Port Parameter Extraction Based Self Consistent Coupled EM-Circuit FEM Solvers

TL;DR

This paper introduces a novel port parameter extraction method for self-consistent EM-circuit coupling using FEM, enabling efficient and accurate analysis of linear and non-linear circuit-EM systems in the frequency domain.

Contribution

It extends a recent time domain integral equation approach to FEM for stable port parameter extraction, matching fully coupled solutions in accuracy.

Findings

Port extraction reduces computational cost compared to full coupling.

The method accurately reproduces self-consistent solutions for non-linear circuits.

Integration with device physics models is demonstrated.

Abstract

Self consistent solution to electromagnetic (EM)-circuit systems is of significant interest for a number of applications.
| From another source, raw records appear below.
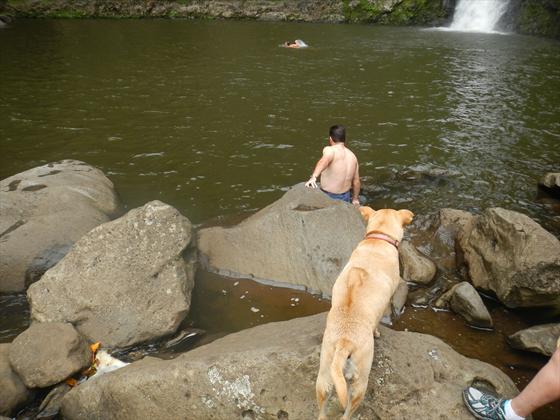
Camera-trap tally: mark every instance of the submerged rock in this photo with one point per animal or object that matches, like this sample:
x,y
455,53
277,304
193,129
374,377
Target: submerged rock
x,y
437,236
399,298
270,371
305,238
126,281
416,267
47,353
43,211
513,256
14,394
539,339
464,300
551,184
This has resulted in exhaustive research on means to couple them. In time domain, this typically involves a tight integration (or coupling) with field and non-linear circuit solvers. This is in stark contrast to coupled analysis of linear/weakly non-linear circuits and EM systems in frequency domain. Here, one typically extracts equivalent port parameters that are then fed into the circuit solver. Such an approach has several advantages; (a) the number of ports is typically smaller than the number of degrees of freedom, resulting in cost savings; (b) is circuit agnostic; (c) can be integrated with a variety of device models. Port extraction is tantamount to obtaining impulse response of the linear EM system. In time domain, the deconvolution required to effect this is unstable. Recently, a novel approach was developed for time domain integral equations to overcome this bottleneck. We extend this approach to time domain finite element method, and demonstrate its utility via a number of examples; significantly, we demonstrate that self consistent solutions obtained using either a fully coupled or port extraction is identical to the desired precision for non-linear circuit systems. This is shown within a nodal network. We also demonstrate integration of port extracted data directly with drift diffusion equation to model device physics.